January 3, 2011

not quite Ann McIver's apple chips

I've made about 4 batches of this over the past few weeks-- easy to do even if you have a 7 month old baby and guests and a bunch of other stuff you should be doing. It's based on an old recipe for apple "chips" that my Grandmother's friend would make every year and there always seemed to be a jar of it in the refrigerator. I can't say I ever really liked it much as a kid, it was a bit sweet and heavy on the spice (cinnamon and cloves), but since I've got 330 pounds of fuji apples lounging on my back porch, waiting to go mushy and moldy, I thought I'd give it a try anyway.

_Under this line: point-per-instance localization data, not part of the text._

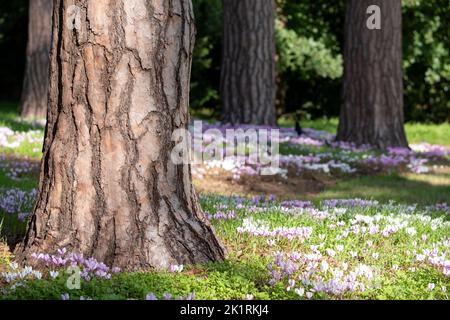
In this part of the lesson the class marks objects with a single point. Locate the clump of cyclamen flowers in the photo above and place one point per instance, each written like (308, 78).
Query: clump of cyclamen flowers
(89, 267)
(312, 274)
(168, 296)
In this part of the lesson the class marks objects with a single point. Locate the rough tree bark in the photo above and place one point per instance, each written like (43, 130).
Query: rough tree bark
(248, 62)
(35, 83)
(372, 110)
(119, 87)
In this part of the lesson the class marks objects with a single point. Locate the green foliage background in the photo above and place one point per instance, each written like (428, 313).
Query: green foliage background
(310, 63)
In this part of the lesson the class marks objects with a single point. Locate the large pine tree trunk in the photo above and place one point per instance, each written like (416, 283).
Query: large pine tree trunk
(119, 87)
(35, 83)
(248, 62)
(372, 110)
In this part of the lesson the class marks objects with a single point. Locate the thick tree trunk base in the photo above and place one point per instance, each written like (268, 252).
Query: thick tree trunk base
(35, 84)
(118, 90)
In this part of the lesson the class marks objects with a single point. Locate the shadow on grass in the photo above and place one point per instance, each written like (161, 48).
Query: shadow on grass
(10, 117)
(421, 189)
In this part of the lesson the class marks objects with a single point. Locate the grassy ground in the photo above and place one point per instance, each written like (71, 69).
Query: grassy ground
(415, 132)
(397, 271)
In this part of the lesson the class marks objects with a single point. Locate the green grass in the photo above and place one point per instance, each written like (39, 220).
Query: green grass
(415, 132)
(406, 188)
(245, 271)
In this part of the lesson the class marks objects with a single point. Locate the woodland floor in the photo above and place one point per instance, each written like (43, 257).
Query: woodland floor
(342, 223)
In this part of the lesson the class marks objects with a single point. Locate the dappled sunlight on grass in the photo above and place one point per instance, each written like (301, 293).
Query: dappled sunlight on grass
(406, 188)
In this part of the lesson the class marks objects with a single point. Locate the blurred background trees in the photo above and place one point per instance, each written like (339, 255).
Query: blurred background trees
(309, 36)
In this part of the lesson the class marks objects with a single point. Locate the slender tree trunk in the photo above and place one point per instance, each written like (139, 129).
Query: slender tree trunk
(119, 87)
(248, 63)
(372, 110)
(35, 84)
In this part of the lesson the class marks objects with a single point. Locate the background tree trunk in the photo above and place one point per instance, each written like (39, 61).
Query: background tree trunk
(35, 83)
(248, 62)
(372, 110)
(119, 87)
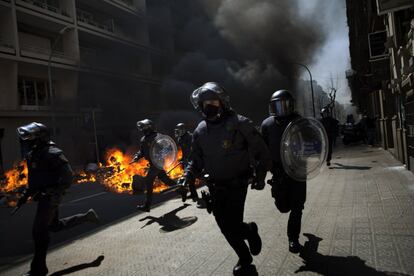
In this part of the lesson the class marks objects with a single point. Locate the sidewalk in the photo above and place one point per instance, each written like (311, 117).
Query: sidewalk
(359, 217)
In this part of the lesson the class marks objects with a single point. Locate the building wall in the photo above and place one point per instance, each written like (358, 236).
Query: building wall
(119, 53)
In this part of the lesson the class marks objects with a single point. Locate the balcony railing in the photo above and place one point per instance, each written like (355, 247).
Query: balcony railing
(43, 53)
(6, 46)
(44, 5)
(88, 18)
(108, 61)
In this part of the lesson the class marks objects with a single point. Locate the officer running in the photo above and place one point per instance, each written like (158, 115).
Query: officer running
(146, 126)
(225, 146)
(289, 194)
(49, 176)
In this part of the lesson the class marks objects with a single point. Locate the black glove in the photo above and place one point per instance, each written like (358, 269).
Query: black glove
(22, 200)
(259, 180)
(136, 157)
(183, 182)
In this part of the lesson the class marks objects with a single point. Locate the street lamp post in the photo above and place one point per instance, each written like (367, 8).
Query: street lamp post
(311, 84)
(49, 74)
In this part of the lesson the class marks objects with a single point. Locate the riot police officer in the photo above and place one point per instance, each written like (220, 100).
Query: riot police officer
(49, 175)
(225, 145)
(146, 126)
(184, 138)
(331, 127)
(289, 194)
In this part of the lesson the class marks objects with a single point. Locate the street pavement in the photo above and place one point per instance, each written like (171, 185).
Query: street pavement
(358, 220)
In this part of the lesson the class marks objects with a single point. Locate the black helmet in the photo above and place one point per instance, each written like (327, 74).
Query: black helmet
(180, 130)
(281, 104)
(210, 91)
(34, 134)
(325, 112)
(146, 126)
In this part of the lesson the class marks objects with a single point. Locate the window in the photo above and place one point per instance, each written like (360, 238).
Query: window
(33, 92)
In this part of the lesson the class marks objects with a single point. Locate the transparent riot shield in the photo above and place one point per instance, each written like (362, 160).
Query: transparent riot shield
(304, 148)
(163, 151)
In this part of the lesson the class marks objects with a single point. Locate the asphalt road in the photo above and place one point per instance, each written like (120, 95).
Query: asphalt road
(15, 231)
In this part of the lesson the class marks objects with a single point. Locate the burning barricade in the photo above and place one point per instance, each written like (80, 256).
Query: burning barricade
(116, 174)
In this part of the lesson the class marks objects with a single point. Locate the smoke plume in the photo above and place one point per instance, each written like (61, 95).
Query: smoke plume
(246, 45)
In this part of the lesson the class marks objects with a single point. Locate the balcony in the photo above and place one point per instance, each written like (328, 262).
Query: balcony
(43, 7)
(7, 46)
(38, 52)
(106, 25)
(111, 27)
(110, 61)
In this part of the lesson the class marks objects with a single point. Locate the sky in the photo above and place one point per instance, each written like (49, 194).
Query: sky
(333, 57)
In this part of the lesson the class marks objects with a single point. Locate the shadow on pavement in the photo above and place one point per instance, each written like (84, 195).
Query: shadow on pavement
(170, 221)
(75, 268)
(334, 265)
(345, 167)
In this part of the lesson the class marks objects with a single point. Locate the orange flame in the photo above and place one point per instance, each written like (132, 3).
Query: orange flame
(116, 175)
(14, 178)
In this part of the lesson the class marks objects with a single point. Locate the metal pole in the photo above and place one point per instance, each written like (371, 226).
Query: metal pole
(311, 84)
(49, 75)
(96, 137)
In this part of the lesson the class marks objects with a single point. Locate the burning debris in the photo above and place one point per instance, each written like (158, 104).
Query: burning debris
(13, 182)
(117, 175)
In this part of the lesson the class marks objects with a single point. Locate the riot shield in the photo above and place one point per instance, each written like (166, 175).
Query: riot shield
(304, 148)
(163, 151)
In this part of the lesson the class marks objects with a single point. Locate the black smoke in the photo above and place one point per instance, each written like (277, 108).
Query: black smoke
(246, 45)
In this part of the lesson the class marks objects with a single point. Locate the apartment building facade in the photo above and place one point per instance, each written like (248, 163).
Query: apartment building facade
(73, 64)
(381, 79)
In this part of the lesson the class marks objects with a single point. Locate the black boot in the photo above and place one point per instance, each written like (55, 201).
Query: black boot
(144, 207)
(30, 273)
(294, 246)
(244, 267)
(255, 242)
(91, 216)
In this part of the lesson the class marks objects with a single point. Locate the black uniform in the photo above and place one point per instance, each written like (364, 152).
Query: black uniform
(153, 171)
(289, 194)
(331, 127)
(184, 141)
(49, 175)
(223, 149)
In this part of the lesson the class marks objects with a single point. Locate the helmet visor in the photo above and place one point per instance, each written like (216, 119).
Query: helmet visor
(28, 132)
(281, 107)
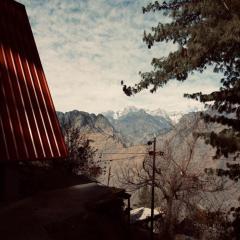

I cut down on the sugar (the original calls for equal weight sugar and apples) and cut out the spices, wanting the pure apple flavor to shine through. Get out a big pasta pot (not huge but not medium sized-- the one you would choose when you're making pasta for 4 people or so). Put in a kilo or so (2.2 pounds) of sugar-- don't worry about being too exact-- I've done it with twice as much sugar and it works fine. Then start peeling and cutting up your apples into thin-sliced "chips". Keep slicing until the pot is full. The sugar will melt and the apples may turn a bit golden-brown. This is fine. Leave it overnight and the next day cook it over low heat until it reaches a honey-like consistency, maybe 3 or 4 hours. Add lemon juice (I use citric acid since I happen to have it and don't have lemons) to taste. Then ladle while still hot into jars and boil in a water bath for 15 minutes or so to seal.

For some reason the apples retain their shape and a bit of their texture, so they're not mushy like canned apples. Goes great spooned onto toast or stirred into yogurt along with a little bit of the "honey".